The small notch in these clusters suggested the presence of I_to, hypothesis that was supported by its abolition with the I_to inhibitor 4-aminopyridine (1 mM, 4-AP, Fig. 1B). Table 2 summarizes the effects of 4-AP (1 mM) on AP characteristics recorded from 13 BCs, 4 of which displayed an AP notch under control conditions.

Table 2.

Action potential (AP) parameters recorded from 13 beating clusters before and after the addition of 1 mM 4-aminopyridine (4-AP) to the superfusate, a concentration known to block Ito. 4/13 action potentials displayed a relatively small phase 1 and notch, which were completely eliminated with 4-AP (AP with a notch (n = 4). Of note, an AP notch was observed in only 6/155 preparations studied (3.9%).

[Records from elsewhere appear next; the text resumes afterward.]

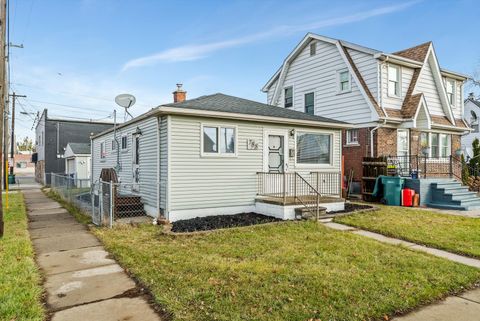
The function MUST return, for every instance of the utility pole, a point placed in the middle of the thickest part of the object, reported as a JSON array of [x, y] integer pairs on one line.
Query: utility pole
[[12, 139], [3, 89]]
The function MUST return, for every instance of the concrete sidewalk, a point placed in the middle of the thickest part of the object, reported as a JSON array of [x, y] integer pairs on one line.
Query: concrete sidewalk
[[81, 281], [465, 306]]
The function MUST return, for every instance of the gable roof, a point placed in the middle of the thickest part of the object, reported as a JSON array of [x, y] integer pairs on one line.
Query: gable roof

APs without a notch (n = 9)			APs with a notch (n = 4)
	Control	4-AP (1 mM)	Control	4-AP (1 mM)
Spontaneous Rate (bpm)	67.8 ± 13.5	55.1 ± 9.5	83.7 ± 16.4	90.9 ± 13.8
AP amplitude (mV)	97.2 ± 2.5	101.9 ± 3.2 b	107.5 ± 2.1 b	108.2 ±1.0
MDP (mV)	−66.3 ± 4.6	−65.6 ± 4.0	−86.6 ±1.9	−83.7 ± 3.7
V/max (V/s)	30.9 ± 8.4	28.3 ± 6.9	129.9 ± 26.2 c	121.4 ± 23.9 d
Notch magnitude (mV)	0.0 ± 0.0	0.0 ± 0.0	7.3 ± 1.2 c	0.0 ± 0.0
APD90 (ms)	206.0 ± 20.8	300.4 ± 24.4 a	194.0 ± 70.3	258.0 ± 80.9 b
APD50 (ms)	148.7 ± 17.3	223.4 ± 19.1 a	122.9 ± 51.0	186.9 ± 54.0 b
Bazett’s-APD90 (ms)	203.5 ± 28.3	272.9 ± 28.5 a	200.5 ± 43.6	296.4 ± 67.0 b
Hodge’s-APD90 (ms)	219.6 ± 26.4	291.7 ± 23.9 a	235.5 ± 47.2	312.1 ± 64.7 a
Friederica’s-APD90 (ms)	202.0 ± 23.1	279.7 ± 24.3 a	196.9 ± 51.5	282.2 ± 71.6 b
APD50/APD90 (RO)	0.7 ± 0.0	0.7 ± 0.0	0.6 ± 0.1 b	0.7 ± 0.0
APD30-40/APD70-80 (RO)	1.1 ± 0.1		1.2 ± 0.2

AP without a notch (n = 9):

^ap < 0.001,

^bp < 0.005 vs. control.

AP without a notch (n = 4):

^ap < 0.01,

^bp < 0.05 vs. control.

^cp < 0.001 vs. control without a notch.

^dp < 0.001 vs. 4-AP without a notch.

APD: action potential duration; MDP: maximum diastolic potential.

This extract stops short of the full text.